16 Aprile 2017 | 17:04

Gianni Boncompagni è morto a 84 anni

Autore, regista e conduttore di trasmissioni storiche della radio e della tv. L’annuncio delle figlie all’agenzia Ansa. Il ricordo di Pippo Baudo e Maurizio Costanzo

 di Lorenzo Di Palma

Gianni Boncompagni è morto a 84 anni

Autore, regista e conduttore di trasmissioni storiche della radio e della tv. L’annuncio delle figlie all’agenzia Ansa. Il ricordo di Pippo Baudo e Maurizio Costanzo

Foto: Gianni Boncompagni (Arezzo 1932 - Roma 2017)  - Credit: © SplashNews

16 Aprile 2017 | 17:04 di Lorenzo Di Palma | Guida Tv: Stasera in Tv

È morto a Roma a 84 anni, Gianni Boncompagni, vero maestro della televisione e della radio italiana, regista, paroliere, autore e conduttore di programmi “storici” come Bandiera gialla e Alto gradimento in radio, e poi Pronto Raffaella?, Domenica In, Non è la Rai o Carramba in tv. «Dopo una lunga vita fortunata, circondato dalla famiglia e dagli amici se n'è andato papà, uomo dai molti talenti e padre indimenticabile»: così hanno comunicato la notizia all’agenzia Ansa, le figlie Claudia, Paola e Barbara. 

«È stato un pilastro, ha segnato la storia della radio e della tv», ha detto Pippo Baudo apprendendo la notizia della morte di «un grande amico» che «con ironia e creatività» è «stato un grande scenografo, un eccezionale regista, un abile creatore di effetti. E non dimentichiamo che ha scritto anche tante nelle canzoni. È stato un talento multiforme, sempre spiritoso, ironico e autoironico. Negli ultimi tempi aveva scoperto il fascino della musica classica, aveva una discografia ricchissima, ascoltava von Karajan seguendolo su uno schermo gigante. La tv di oggi non gli interessava più, non la guardava, non era nelle sue corde».
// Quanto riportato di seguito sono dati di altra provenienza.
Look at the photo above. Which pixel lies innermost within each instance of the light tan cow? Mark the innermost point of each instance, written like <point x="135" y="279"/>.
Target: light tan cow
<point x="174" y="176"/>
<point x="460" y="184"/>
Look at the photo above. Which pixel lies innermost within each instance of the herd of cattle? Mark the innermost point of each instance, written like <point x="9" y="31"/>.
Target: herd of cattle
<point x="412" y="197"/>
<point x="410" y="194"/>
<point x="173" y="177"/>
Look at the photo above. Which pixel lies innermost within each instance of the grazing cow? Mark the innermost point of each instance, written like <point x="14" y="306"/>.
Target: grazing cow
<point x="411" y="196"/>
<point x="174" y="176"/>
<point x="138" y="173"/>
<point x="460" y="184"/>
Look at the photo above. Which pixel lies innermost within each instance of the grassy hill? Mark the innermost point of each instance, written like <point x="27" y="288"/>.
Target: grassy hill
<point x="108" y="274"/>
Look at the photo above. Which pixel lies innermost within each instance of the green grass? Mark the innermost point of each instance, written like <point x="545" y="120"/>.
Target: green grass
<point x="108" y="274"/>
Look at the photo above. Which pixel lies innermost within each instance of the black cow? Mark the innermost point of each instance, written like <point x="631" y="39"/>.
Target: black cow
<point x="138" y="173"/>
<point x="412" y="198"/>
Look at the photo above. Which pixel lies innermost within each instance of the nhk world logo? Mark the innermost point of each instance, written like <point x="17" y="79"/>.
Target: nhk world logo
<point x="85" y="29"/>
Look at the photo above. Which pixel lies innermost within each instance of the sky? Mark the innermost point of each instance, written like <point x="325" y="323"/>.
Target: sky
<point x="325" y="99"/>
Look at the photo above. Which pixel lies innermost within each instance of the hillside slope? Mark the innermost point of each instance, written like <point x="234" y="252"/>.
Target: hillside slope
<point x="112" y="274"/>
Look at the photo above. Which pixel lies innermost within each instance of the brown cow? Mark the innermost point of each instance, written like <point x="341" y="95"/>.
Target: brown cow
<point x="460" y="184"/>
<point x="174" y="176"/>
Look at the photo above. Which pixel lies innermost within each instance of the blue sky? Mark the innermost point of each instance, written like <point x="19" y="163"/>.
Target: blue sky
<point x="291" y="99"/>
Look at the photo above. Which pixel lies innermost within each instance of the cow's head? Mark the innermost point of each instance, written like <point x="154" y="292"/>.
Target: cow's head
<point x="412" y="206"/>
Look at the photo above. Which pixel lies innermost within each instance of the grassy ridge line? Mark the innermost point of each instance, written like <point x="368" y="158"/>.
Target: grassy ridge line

«Nel ricordo di Gianni Boncompagni, penso agli anni trascorsi insieme lavorando in radio, alla sua intelligenza e alla sua ironia», ha detto invece Maurizio Costanzo ricordandolo con affetto.

Gianni Boncompagni era nato ad Arezzo il 13 maggio 1932. A 18 si trasferì in Svezia dove visse per dieci anni e iniziò a fare radio. Tornato in Italia, negli anni '60 e '70 con Bandiera gialla e Alto gradimento, insieme a Renzo Arbore, rivoluzionò e modernizzò il linguaggio radiofonico. Il debutto in televisione è invece del 1977 con la trasmissione musicale Discoring. Suoi grandi successi sono anche Pronto, Raffaella? (1984), condotto da Raffaella Carrà, di cui è stato pigmalione e compagno di vita per più di dieci anni; Pronto, chi gioca? (1985) condotto da Enrica Bonaccorti e soprattutto Non è la Rai, un programma che ha lanciato Ambra Angiolini, che diventò l'idolo dei teenager, e tante altre protagonsiste dello spettacolo italiano come Claudia Gerini, Laura Freddi, Alessia Mancini e Antonella Elia. Nella sua lunghissima carriera ha diretto anche tre edizioni di Domenica in e inventato programmi come Primadonna condotto da Eva Robins, Macao con Alba Parietti, Chiambretti c'è di Piero Chiambretti.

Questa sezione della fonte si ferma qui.